And I want to say a few words about Rodney.

If I have to single out any one person, it is Rodney who must feel he's carrying the weight of ACT - if not the country - on his shoulders. He is our leader. He's one of the best protagonists in the Parliament, he is the guardian of the Epsom electorate and he's an enormously energetic worker for ACT and for Freedom - but let's not forget that he's also a dad and a husband and I bet even he gets tired.

Yet despite all that - he never, ever gives up - there must have been times when it was very, very tempting to just pull up the covers and go back to sleep.

But just like the mythical character Atlas, he may misstep, he may stumble, but I know Rodney and he will not shrug. So please let's give him all the support, encouragement and respect he deserves.

Before I start on the substance of my talk - I want to say just how spoilt we've been in the past in the quality of our speakers. Catherine, Richard, Rodney, Sir Roger, Gerry and many, many more have given us rhetoric that soared. I warn you that my rhetoric does not soar - I don't think it crawls along the ground either - I simply hope that mine remains upright and on two feet.

I think it is always important to remind ourselves why we do it. Why do we fight?

All the time people ask me why do you do it? How can you put up with all the rubbish, the time commitment, the meetings?

Well I know for myself nothing crystalises that more than having children.

When I came into ACT I was foot-loose and fancy free - and not infrequently I was told by people, particularly those on the other side - in that annoying and condescending way - "just wait until you have a mortgage and a few more responsibilities, just wait until you have children, wait until you hit reality, then you'll change - then you'll realize."

Well I tell you - I'm there now. I'm in reality, I've got the mortgage and I've got the children - and I'm happy to tell you that those people were absolutely wrong.

Nothing could prove to me, in more concrete terms, the value, worth and potential of an individual life than having three children explode into your existence.

All of a sudden you see, in the most wonderful way, the importance of our values. Indeed the value of our values. And you try to share and teach those values to your children.

You absolutely want them to understand that actions have consequences.

Behave well and good things happen, behave poorly and life gets a little tougher.

You try very, very hard to teach them right from wrong. And, as they acquire that knowledge, bit-by-bit you allow them more freedom.

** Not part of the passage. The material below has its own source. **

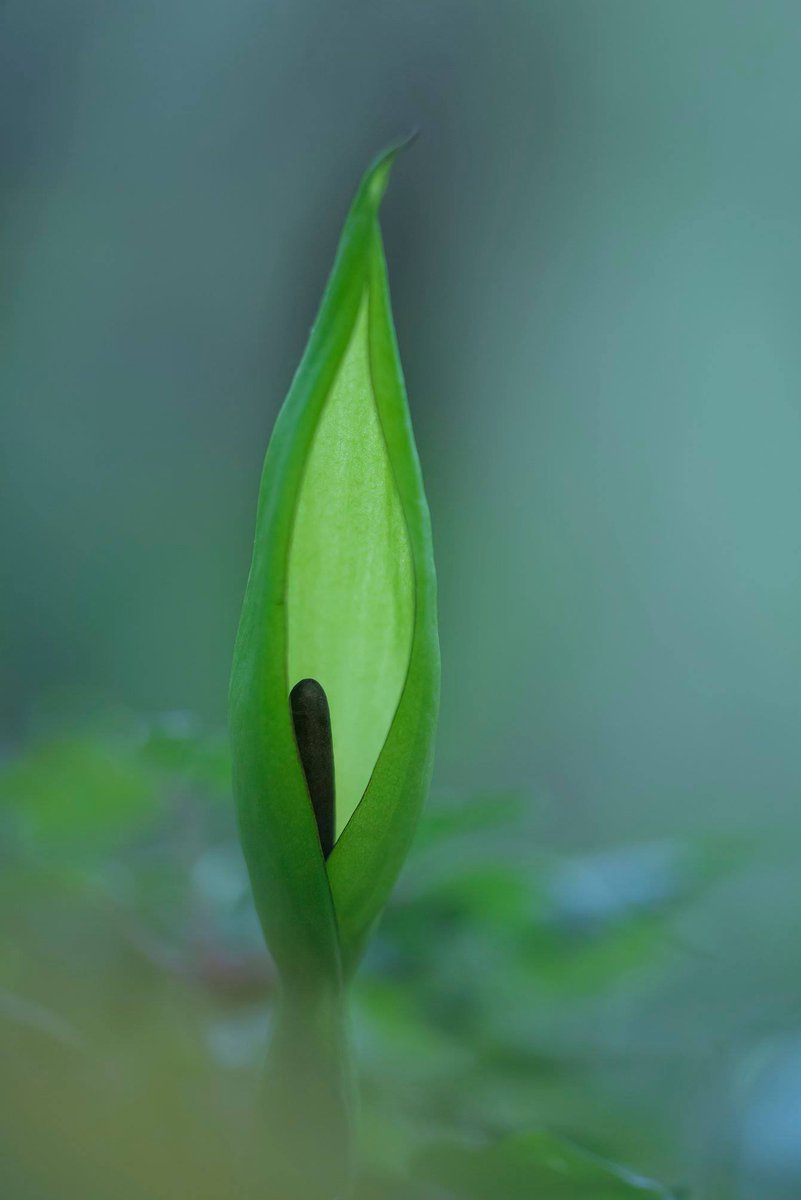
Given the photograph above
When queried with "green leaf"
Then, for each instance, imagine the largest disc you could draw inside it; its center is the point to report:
(529, 1167)
(342, 589)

And going through this process (and I stress I've still a long way to go) you begin to realize that ACT's values of 'Freedom, Choice and Responsibility' reflect a view or a judgment of people and what you expect of them.

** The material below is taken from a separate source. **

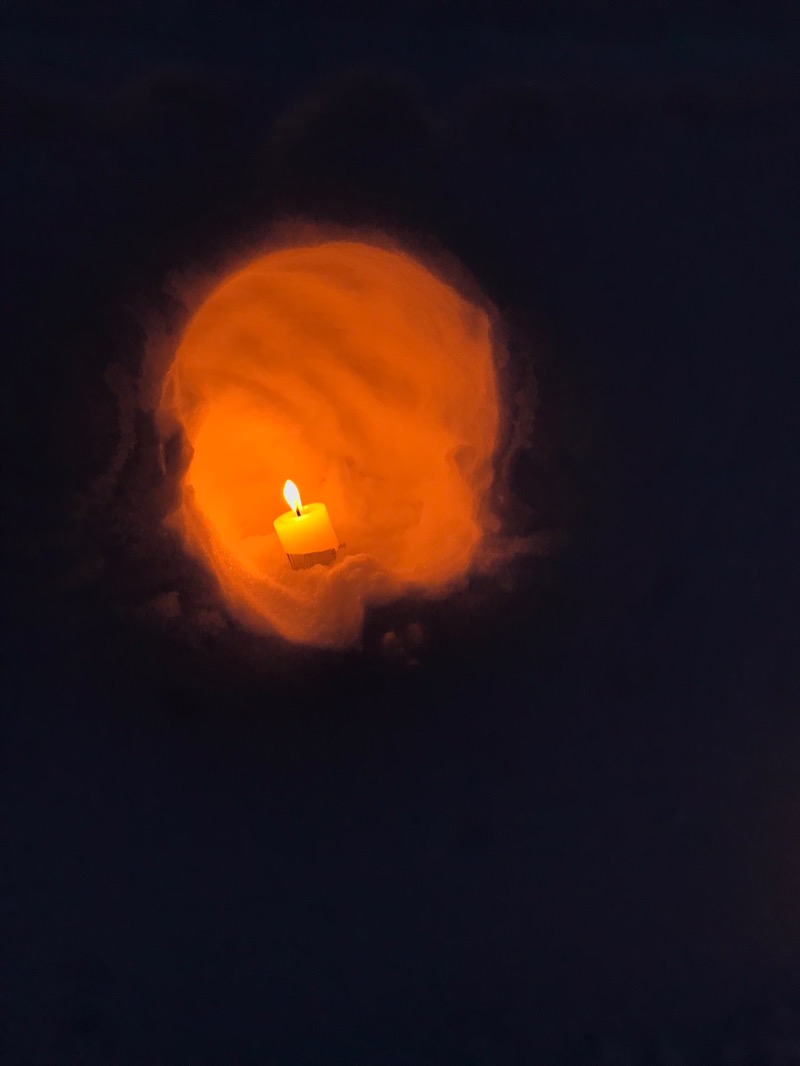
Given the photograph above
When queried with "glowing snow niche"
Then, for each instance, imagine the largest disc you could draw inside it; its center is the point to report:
(370, 382)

Our assessment of people is not arrived at by polling or focus groups. It is arrived at by observation and the study of human nature.

That sets you to thinking. What is it that is different between our view and the expectations of people from the left? And I reckon I've figured it out.

It's our confidence in people. The ACT party views individuals as competent, productive, capable of making their own decisions and able to learn from experience.

In other words capable and worthy of living their lives as they choose.

This is not the case with our mates on the left.

They live in a vastly different world. A world where people are lazy, dishonest, weak, incapable of making their own decisions, incapable of dealing with the consequences and incapable of learning from experience. A very dark view.

And if you look at the policies of our Government you'll see that they make sense if you take that dark view of mankind.

If you believe people are incapable of making their own decisions you'll intrude into the workplace and tell people how they must organize their employment relationships and productive activities.

You'll take money away from parents and tell them where they must send their children to school and you'll be very restrictive in what, and how, they are taught.

You'll interfere in the decisions people make over their health and retirement arrangements - in fact you'll take so much money off them in taxes that they will become utterly reliant on Government to organize, fund and provide those arrangements.

Rather than encourage families to work harder and more productively in order to get ahead - you'll make it easy and encourage them to sign up for welfare. In fact you'll spend millions of dollars taken from those same families to create and run TV ads imploring those families to sign- up for welfare.

You'll question the ability of parents to use appropriate discipline in the up-bringing of their children. Indeed, in an underhanded manner, you'll imply that every parent is potentially a child basher.

Because of the dark view they take of New Zealanders, this Government has done every one of these things I've mentioned.

And, to our credit, ACT has opposed them every step of the way.

And each time they do one of these things they reinforce the dark side.

Every time a child sees mum and dad getting ahead, not by their own efforts, but by signing up for welfare you strengthen that dark side.

Every time parents are unable to send their child to the school that teaches the values and skills that those parents deem best for that child you strengthen the dark side.

What these policies do is under cut the fundamental laws of cause and effect.